At Console & Associates, P.C., our consumer privacy lawyers monitor all security and data breaches to help affected consumers pursue their legal remedies. We offer free consultations to victims of data breaches and can explain your rights in clear, understandable terms so you can make an informed decision about how to proceed with your case. If you’ve been affected by the Physicians Spine and Rehabilitation Specialists data breach or any other data security incident, Console & Associates, P.C., will investigate your case at no charge and offer you thorough advice about how to most effectively proceed with your case. If you decide to bring a case, we only get paid if you do. If your claim is successful, any legal fees are either paid by the defendant or come out of the funds recovered from the defendant. If your claim doesn’t result in a recovery, you will pay nothing.
Below is a copy of the initial data breach letter issued by The Physicians’ Spine and Rehabilitation Specialists of Georgia (the actual notice sent to consumers can be found here):
The Physicians’ Spine and Rehabilitation Specialists of Georgia, P.C. is notifying patients of a cybersecurity incident. On approximately July 11, 2022, the Practice was alerted to a cybersecurity incident. Outside information security and other experts were engaged to assist. The team promptly investigated and aggressively responded to mitigate the situation. Passwords were changed and information security systems were restored promptly to avoid any material delays in clinical care. The Practice is continuing to take steps to enhance its security protections and has reported this case to regulatory and law enforcement authorities.
The investigation team determined that, despite numerous security measures that were in place prior to the incident – an outside, unauthorized party accessed the information technology systems the week before discovery and claims to have taken certain information/records that could be posted.
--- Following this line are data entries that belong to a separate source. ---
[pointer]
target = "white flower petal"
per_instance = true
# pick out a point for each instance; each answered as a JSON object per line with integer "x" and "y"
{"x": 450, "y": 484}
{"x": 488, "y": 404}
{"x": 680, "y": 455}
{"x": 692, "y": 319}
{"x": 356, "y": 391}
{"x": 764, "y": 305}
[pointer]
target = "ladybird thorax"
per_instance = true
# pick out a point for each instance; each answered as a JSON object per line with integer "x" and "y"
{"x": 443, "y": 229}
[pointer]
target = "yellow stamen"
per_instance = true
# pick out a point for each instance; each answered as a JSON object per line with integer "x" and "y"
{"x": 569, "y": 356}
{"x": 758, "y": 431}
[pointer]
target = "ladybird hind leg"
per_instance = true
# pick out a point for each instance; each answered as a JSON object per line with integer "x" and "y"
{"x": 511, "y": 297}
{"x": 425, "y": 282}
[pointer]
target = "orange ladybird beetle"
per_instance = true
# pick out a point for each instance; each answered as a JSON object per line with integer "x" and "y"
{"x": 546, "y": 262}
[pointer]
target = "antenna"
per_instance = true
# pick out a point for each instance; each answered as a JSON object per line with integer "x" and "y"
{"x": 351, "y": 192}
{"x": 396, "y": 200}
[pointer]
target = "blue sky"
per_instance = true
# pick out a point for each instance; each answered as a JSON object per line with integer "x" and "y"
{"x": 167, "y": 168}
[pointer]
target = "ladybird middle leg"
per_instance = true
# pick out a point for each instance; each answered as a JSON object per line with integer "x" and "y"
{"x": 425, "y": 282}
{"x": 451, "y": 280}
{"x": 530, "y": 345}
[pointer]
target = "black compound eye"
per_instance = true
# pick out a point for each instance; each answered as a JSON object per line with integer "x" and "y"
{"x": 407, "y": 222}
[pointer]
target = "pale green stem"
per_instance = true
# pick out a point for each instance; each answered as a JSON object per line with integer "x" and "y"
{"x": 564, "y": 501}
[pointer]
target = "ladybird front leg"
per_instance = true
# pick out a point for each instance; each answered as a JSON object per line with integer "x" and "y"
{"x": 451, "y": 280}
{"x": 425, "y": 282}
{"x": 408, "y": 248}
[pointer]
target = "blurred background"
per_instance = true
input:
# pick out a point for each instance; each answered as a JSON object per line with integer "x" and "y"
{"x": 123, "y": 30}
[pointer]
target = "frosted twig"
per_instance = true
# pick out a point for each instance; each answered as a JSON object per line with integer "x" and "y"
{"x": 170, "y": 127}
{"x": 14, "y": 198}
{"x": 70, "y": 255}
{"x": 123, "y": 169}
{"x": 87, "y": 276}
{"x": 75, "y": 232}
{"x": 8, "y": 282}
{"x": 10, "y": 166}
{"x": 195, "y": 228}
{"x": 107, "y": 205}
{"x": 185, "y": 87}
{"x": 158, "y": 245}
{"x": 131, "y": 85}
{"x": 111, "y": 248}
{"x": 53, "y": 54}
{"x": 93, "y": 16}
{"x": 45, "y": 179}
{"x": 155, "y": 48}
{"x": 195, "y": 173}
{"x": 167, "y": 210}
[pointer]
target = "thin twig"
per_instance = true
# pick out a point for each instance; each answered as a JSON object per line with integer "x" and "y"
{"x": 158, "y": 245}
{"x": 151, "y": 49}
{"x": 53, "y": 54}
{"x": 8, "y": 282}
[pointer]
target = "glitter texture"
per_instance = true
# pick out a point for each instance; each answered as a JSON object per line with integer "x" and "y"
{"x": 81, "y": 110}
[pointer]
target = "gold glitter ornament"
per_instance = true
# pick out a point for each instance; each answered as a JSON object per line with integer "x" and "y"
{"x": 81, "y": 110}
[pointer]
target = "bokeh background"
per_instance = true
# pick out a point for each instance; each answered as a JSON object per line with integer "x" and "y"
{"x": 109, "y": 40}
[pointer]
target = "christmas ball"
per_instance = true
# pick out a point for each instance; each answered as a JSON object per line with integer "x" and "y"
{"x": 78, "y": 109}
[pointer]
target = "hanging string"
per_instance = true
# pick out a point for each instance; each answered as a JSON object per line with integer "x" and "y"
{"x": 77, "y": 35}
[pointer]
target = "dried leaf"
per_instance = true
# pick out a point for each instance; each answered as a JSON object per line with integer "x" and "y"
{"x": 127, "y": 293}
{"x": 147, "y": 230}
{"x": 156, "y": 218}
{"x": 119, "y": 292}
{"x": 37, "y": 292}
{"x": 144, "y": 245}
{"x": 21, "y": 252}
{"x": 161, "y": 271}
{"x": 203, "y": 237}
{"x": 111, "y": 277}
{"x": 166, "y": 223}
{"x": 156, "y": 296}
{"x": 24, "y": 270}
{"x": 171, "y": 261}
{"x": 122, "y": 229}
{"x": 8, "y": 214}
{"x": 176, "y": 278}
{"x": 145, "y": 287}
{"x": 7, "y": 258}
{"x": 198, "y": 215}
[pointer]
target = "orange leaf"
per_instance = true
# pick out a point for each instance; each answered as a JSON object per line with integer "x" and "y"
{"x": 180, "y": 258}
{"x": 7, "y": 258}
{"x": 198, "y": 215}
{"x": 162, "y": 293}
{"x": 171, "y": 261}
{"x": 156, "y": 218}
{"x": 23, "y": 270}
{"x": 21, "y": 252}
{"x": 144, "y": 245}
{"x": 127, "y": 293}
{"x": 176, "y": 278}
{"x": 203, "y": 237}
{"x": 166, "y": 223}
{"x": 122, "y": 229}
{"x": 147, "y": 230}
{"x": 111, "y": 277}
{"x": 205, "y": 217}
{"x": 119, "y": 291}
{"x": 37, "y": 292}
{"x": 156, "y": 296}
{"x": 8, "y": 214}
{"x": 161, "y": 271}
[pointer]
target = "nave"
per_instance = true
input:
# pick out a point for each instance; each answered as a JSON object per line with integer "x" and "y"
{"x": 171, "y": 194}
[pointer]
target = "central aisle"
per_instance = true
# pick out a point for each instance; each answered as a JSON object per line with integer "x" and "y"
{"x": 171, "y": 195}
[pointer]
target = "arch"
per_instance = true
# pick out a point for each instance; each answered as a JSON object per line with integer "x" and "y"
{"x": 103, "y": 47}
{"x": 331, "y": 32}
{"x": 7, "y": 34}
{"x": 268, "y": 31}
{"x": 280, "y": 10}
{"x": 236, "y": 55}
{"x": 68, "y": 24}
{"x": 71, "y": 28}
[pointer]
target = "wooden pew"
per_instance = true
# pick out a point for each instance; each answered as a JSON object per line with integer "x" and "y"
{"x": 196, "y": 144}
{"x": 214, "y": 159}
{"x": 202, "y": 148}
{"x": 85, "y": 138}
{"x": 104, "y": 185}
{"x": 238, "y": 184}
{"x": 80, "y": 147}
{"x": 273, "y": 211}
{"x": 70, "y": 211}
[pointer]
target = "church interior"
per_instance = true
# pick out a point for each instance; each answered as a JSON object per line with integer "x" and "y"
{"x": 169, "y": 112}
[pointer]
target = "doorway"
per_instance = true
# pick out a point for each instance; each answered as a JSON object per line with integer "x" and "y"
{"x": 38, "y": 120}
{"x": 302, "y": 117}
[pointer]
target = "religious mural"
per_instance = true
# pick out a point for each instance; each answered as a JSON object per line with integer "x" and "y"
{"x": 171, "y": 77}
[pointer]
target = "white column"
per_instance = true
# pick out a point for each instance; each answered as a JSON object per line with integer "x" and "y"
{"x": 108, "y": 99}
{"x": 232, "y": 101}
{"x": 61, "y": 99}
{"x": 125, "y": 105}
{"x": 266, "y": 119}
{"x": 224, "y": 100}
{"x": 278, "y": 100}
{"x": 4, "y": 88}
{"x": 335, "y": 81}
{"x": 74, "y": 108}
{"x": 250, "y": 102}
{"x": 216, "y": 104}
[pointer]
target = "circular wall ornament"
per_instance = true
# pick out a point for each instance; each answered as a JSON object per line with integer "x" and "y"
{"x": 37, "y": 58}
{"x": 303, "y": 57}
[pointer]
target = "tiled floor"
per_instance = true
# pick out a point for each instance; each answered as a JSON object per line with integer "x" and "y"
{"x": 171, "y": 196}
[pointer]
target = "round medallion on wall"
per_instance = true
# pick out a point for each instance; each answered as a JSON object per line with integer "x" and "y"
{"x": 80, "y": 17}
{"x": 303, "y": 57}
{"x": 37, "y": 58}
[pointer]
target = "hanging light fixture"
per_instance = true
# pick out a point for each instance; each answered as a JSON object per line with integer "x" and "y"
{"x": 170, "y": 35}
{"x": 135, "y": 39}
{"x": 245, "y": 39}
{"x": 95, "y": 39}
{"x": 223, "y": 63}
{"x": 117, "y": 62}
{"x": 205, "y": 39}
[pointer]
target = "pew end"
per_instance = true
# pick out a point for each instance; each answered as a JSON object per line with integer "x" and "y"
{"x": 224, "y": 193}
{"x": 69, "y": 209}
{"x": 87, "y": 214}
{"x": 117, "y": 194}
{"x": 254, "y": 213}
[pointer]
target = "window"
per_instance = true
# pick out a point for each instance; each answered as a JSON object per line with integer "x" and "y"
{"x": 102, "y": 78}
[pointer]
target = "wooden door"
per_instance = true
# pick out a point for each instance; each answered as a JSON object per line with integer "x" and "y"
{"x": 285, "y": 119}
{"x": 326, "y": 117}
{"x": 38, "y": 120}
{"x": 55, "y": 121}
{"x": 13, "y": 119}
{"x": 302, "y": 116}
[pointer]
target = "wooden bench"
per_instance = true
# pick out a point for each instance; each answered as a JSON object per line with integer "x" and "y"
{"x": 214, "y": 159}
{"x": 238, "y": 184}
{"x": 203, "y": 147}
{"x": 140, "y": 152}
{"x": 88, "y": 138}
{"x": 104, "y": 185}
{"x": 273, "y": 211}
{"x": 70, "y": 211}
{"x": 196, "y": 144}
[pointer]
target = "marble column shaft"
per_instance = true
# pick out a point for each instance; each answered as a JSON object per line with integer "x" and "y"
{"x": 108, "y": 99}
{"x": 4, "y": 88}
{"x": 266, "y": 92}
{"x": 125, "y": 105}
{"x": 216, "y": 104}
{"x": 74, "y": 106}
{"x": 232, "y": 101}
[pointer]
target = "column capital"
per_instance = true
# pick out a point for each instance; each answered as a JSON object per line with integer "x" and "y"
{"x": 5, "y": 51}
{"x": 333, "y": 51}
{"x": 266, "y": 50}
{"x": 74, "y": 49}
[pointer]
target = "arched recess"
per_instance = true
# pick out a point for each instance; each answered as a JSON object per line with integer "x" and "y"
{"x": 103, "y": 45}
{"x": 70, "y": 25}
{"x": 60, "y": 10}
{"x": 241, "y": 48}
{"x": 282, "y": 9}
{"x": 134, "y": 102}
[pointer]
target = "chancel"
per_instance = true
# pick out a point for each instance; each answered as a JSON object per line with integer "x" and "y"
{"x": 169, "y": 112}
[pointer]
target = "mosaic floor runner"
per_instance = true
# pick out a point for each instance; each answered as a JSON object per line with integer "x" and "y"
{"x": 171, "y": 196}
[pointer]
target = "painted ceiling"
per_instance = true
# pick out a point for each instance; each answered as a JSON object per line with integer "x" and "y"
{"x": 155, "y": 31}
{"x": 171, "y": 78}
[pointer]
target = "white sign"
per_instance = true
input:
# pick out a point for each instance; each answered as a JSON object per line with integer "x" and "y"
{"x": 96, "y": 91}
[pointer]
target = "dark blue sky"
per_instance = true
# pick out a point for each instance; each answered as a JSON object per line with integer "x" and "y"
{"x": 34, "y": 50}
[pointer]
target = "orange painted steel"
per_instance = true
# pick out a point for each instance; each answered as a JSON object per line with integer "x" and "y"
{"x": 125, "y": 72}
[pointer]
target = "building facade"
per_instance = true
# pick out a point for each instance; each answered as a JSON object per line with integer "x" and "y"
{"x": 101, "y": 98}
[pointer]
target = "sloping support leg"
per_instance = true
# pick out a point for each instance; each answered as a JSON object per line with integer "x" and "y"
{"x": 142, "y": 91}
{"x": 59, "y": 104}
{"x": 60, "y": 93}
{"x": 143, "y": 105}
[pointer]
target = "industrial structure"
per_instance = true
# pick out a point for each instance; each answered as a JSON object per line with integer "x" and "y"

The Practice is unsure exactly what if any personal information was actually taken but thought it best to notify patients of this incident. If any individual’s medical or billing information was taken, it could have included information of the type collected as part of treatment or payment (such as information like name, contact information, date of birth, social security number, driver’s license number, diagnosis, treatment, guarantor, insurance, etc.) – the exact elements of which vary by person/case.
The Practice does not store patient credit card numbers or bank account numbers so those numbers should not be affected. In an abundance of caution, the Practice is offering affected parties free credit monitoring and identity theft insurance through Experian – solely to give patients peace of mind.
Notification letters with the credit monitoring instructions and some additional steps patients can take are being mailed on September 2 to the last known address of affected patients.
If a patient does not receive a letter by September 10 or for more information about this incident, patients may call toll free [Redacted] Monday through Friday from 9 am – 11 pm Eastern, or Saturday and Sunday from 11 am – 8 pm Eastern (excluding major U.S. holidays). The call center will remain open for approximately 90 days.
The Practice is fully committed to protecting personal information and sincerely apologizes for any concern this incident may have caused.